Squid Game USA
While we wait for the new season of Squid Game to drop, we fail to realize we're already playing a similar game in America.
I know millions of people are eagerly awaiting the return of the hit Netflix series Squid Game, but if we look around with unencumbered eyes and clear heads, we might realize that we’re living it every day in America.
The show has been out a while, so I’m going to go ahead and spoil it. (Consider this your only warning.) The show’s concept is that the modern world—or specifically South Korea—is filled with desperate people looking to escape serious financial debt and all the awful shit (crime, hopelessness, degeneracy, etc.) that comes with it. Unable to pull themselves up by their proverbial bootstraps, the desperados get sucked into playing a cruel game by some creepy, smiling stranger who takes advantage of their plight. The first game results in them literally getting slapped in the face (multiple times in the case of the protagonist, Gi-hun) but rewards them with cold, hard cash.
The cash comes with a mysterious business card that lures them to an island, where they are forced to play a far more insidious series of games where the losers end up in pine boxes. I say “forced” because, even though the players technically consented to the madness and can vote their way out of it at any time with a simple majority, their choices are prescribed by powerful sociopaths, who keep files and tabs on each player. Sure, players can choose to leave the bloody, corpse-filled arena of Squid Game, where someone else sets the rules, but they’d only end up in a larger, inescapable arena (called life), where the game they have to play is a lot more complicated and where the rules are still not up for debate. At least in Squid Game they have a fair shot because everyone plays by the same rules—or so goes the logic of the gamemasters.

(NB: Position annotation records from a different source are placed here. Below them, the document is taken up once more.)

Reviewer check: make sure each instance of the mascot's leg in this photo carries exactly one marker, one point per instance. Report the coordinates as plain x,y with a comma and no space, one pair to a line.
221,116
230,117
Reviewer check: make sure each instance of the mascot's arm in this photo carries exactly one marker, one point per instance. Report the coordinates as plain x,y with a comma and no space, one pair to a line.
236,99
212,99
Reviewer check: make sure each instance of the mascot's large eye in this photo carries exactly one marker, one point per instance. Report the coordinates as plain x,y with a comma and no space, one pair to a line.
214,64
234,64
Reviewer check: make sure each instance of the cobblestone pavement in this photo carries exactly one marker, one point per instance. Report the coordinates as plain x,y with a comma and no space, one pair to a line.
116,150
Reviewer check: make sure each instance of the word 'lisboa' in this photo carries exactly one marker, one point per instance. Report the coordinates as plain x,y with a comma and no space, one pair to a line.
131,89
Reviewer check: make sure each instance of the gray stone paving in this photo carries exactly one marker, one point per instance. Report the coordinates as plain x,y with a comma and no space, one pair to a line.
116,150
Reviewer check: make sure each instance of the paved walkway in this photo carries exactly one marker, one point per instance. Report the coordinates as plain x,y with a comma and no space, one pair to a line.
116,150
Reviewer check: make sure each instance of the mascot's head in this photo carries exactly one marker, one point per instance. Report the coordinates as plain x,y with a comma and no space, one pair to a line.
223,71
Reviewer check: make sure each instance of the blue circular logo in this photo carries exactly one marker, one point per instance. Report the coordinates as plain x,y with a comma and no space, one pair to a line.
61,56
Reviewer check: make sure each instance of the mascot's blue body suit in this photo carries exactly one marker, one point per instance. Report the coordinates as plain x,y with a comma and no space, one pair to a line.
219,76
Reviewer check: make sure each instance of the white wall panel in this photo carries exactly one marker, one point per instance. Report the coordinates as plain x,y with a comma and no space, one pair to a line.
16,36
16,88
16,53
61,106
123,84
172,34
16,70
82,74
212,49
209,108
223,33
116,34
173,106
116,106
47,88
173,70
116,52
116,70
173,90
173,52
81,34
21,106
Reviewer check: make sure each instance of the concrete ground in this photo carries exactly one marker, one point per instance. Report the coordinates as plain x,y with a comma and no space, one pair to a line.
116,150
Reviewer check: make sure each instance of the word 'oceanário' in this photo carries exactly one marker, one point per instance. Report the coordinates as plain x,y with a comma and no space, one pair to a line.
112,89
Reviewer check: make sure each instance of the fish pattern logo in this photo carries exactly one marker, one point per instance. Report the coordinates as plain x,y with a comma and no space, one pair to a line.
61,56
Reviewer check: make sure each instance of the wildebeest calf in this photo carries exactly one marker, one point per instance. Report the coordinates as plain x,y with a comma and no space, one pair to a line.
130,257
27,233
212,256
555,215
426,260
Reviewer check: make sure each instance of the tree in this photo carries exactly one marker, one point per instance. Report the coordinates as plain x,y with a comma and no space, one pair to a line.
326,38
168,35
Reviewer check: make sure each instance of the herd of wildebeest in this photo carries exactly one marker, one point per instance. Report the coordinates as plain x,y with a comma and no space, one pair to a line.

This is where the obvious metaphor hits home for me: Capitalism is propped up by the same bullshit propaganda—the illusion of fairness in an inherently unfair system. It’s sad that so many normal people believe that they only thing separating them from Trump or Musk or Bezos is hard work and ingenuity. And it’s no surprise the people who spread this lie the most are those controlling the game. What’s worse is that the failure of the desperados is rarely blamed on the system itself and those who profit the most from it—and the profits are never equally or equitably distributed. (I find it revealing that the players were not given the option to divide up the prize money in Squid Game.)
But the point of Squid Game isn’t to help the needy or the deserving: The point is mere entertainment for the game’s elite sponsors—who get off on the spectacle of pain and death. It’s no accident that the dead are referred to only by their numbers.
Given the rightward shift of many American elites and their puppets, this form of dystopian spectacle is exactly where the United States and every other capitalist-loving nation is headed if the masses don’t wake up. Once those overfed leeches have bled us dry in every other conceivable way, fatal children’s games are all that’s left. I would tell us to fight back—but most of us would rather take our chances at a children’s game. That’s who we’ve become, and I challenge anyone to convince me otherwise. We’ve become a nation of soft-hearted sellouts.
This is why a sociopathic moron could be elected in just a few days: We love spectacle and fantasy (of riches, success, etc.) above all else in America. We prefer bullshit to truth. We want to believe that we, like Trump, can win at the capitalist game—even though the game was rigged for him and other rich assholes like him. We’d rather “win” at all costs—even if it means killing scores of other similarly situated desperados—than join them in overthrowing the system.
If you disagree, prove me wrong on November 5.